Aunque dos de los actores más influyentes de la guerra en Ucrania, Donald Trump y Vladimir Putin, presidentes de Estados Unidos y de Rusia respectivamente, se esfuerzan por terminar el conflicto, no lo logran porque se trata de un evento que no solo no debió comenzar, sino para el cual no se ha encontrado solución de salida.
La guerra, una aberración civilizatoria, es especialmente contraindicada para la solución de conflictos nacionales como el que protagonizan la población de Donbass, Ucrania y Rusia.

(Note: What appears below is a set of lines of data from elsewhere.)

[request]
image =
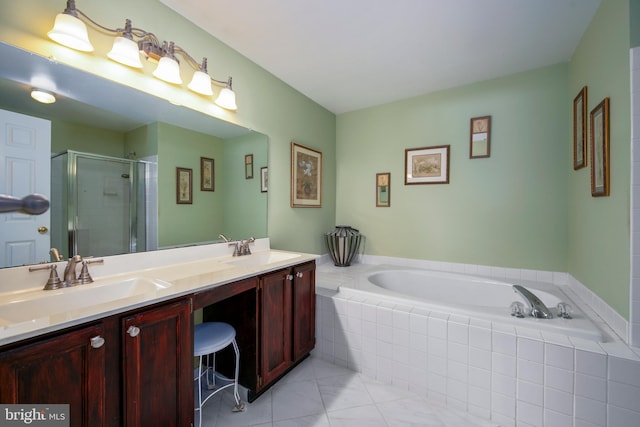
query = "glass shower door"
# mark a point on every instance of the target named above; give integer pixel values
(103, 206)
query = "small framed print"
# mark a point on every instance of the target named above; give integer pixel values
(480, 140)
(248, 166)
(306, 177)
(383, 190)
(599, 144)
(580, 129)
(263, 179)
(184, 186)
(428, 165)
(207, 180)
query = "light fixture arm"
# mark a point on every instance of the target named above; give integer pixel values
(72, 33)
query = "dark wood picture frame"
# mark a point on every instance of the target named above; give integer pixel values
(599, 147)
(580, 129)
(264, 174)
(306, 177)
(480, 137)
(383, 190)
(184, 186)
(207, 174)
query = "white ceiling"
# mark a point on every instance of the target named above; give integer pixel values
(352, 54)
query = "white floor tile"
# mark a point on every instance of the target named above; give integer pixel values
(319, 394)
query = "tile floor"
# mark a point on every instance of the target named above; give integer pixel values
(317, 393)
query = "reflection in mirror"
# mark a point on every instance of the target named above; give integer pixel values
(111, 122)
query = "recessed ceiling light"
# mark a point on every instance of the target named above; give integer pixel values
(43, 96)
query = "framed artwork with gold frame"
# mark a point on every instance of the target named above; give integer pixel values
(184, 186)
(580, 129)
(480, 139)
(207, 182)
(427, 165)
(599, 147)
(248, 166)
(383, 190)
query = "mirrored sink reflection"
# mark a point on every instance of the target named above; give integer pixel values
(262, 258)
(40, 304)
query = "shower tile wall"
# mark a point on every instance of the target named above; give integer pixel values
(480, 367)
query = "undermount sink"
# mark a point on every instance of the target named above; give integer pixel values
(262, 258)
(40, 304)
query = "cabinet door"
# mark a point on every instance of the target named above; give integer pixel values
(275, 325)
(158, 366)
(304, 310)
(65, 369)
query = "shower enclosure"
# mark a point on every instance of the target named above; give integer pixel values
(102, 205)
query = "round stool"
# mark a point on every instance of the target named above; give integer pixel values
(209, 338)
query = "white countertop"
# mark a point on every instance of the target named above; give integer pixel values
(62, 308)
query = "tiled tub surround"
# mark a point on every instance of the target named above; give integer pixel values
(514, 376)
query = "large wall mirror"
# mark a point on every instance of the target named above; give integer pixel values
(111, 144)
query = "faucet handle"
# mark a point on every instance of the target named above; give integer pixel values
(85, 277)
(236, 248)
(54, 281)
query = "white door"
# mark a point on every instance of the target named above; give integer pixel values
(25, 164)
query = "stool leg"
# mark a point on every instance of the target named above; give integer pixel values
(200, 390)
(239, 405)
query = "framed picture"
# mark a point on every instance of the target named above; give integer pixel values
(248, 166)
(306, 177)
(480, 139)
(599, 144)
(184, 187)
(428, 165)
(580, 129)
(263, 179)
(207, 176)
(383, 190)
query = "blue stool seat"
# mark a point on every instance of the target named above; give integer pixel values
(208, 339)
(211, 337)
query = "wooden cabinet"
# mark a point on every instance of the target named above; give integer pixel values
(138, 364)
(64, 369)
(274, 319)
(303, 308)
(287, 327)
(157, 366)
(274, 294)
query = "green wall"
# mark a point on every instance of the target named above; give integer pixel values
(245, 206)
(200, 221)
(265, 103)
(507, 210)
(599, 227)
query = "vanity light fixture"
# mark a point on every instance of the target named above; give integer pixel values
(43, 96)
(130, 43)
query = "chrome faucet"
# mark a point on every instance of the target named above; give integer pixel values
(70, 277)
(244, 246)
(538, 309)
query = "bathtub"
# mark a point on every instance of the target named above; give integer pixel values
(467, 295)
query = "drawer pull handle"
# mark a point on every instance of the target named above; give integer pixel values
(133, 331)
(97, 341)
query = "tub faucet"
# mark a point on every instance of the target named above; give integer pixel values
(538, 309)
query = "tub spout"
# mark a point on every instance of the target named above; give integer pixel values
(538, 309)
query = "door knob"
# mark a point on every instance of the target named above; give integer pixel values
(97, 341)
(133, 331)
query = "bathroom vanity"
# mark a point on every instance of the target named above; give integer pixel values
(133, 364)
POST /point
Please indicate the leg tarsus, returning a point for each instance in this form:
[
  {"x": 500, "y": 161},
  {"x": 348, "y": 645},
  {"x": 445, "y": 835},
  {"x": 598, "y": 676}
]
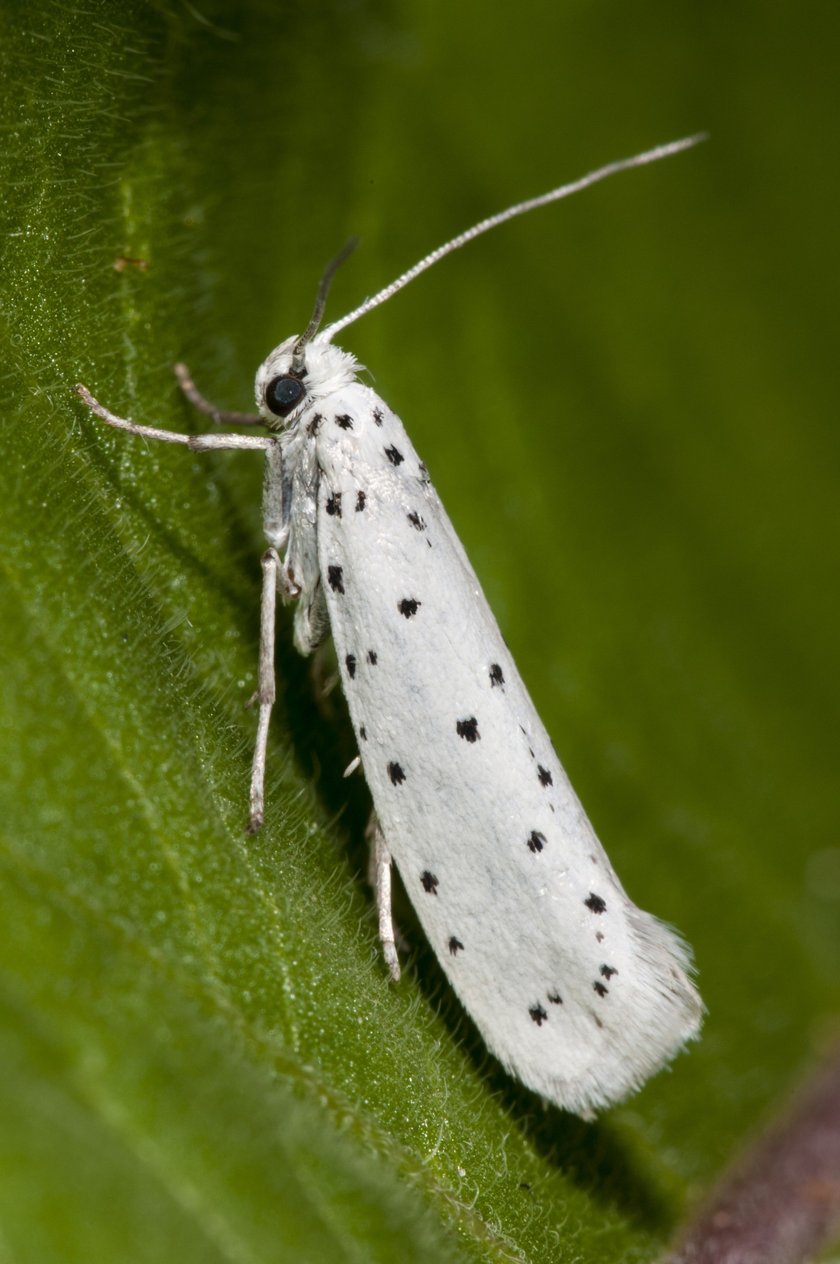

La ineficacia de la guerra para solucionar conflictos de esa naturaleza ha sido probada, entre otros lugares y momentos, en Corea, donde los países que pactaron la división del país, promocionaron la Guerra de Corea (1950-1953) que, además de a los coreanos, involucró a las mismas potencias que propiciaron la división.
Finalmente, el conflicto se saldó con unas tablas, un armisticio y tres millones de muertos por los que nadie respondió.
La historia se repitió en Vietnam, otra nación dividida por otra guerra, con la diferencia de que, tras años de intensas confrontaciones militares, finalmente Richard Nixon, entonces presidente de los Estados Unidos, reconoció la derrota y, aunque con el eufemismo de “vietnamizar” la guerra, accedió a marcharse y dejar Vietnam a los vietnamitas.
Los resultados están a la vista. Con la paz ganaron todos: los del norte, los del sur, los vecinos de toda Indochina y los de allende al mar.
También tuvieron esa determinación el primer ministro de Sudáfrica, Frederick de Klerk, y el primer presidente negro, Nelson Mandela, que tuvieron la determinación política para decir ¡Basta! ¡Hasta aquí!, poniendo fin al apartheid y abriendo caminos a la democracia.
La solución en Ucrania es tanto más complicada porque no se trata de los intereses de ucranianos o de rusos, sino de terceros, exactamente de los pobladores de Donbass, entre los que hay tanto ucranianos como rusos y, obviamente, hijos de matrimonios interétnicos que, en este caso, no son mestizos y, para más señas, todos son eslavos.
Otras veces he dicho que, en este caso, me gusta la fórmula coreana de un armisticio con auténtica y sólida supervisión internacional que comienza con la separación de las tropas combatientes, el regreso de todas las fuerzas a las posiciones de partida y la total independencia de Donbass, que, por primera vez en cientos de años, no serán ucranianos ni rusos, sino ellos mismos.
A la vez, pudieran adoptarse los puntos esenciales del plan propuesto por Donald Trump, entre otros: cero expansión de la OTAN, así como total prohibición de armas nucleares en Ucrania ni en Donbass, límites al tamaño de las fuerzas armadas y ninguna tropa extranjera, excepto las fuerzas de mantenimiento de la paz de la ONU y compromisos para la reconstrucción de Ucrania, sin confiscar los fondos rusos depositados en bancos europeos.
La paz apremia, el tira y jala es ignominioso y las dilaciones injustificadas deberían concluir. Los mandatarios involucrados, especialmente aquellos cuyos jóvenes mueren por miles, no tienen derecho a pedir paciencia. Cada batalla, ganada o perdida, no suma gloria, sino vergüenza. El nuevo año es una nueva oportunidad. Allá nos vemos.
*Este texto fue publicado originalmente en el diario ¡Por esto! Se reproduce con la autorización expresa de su autor.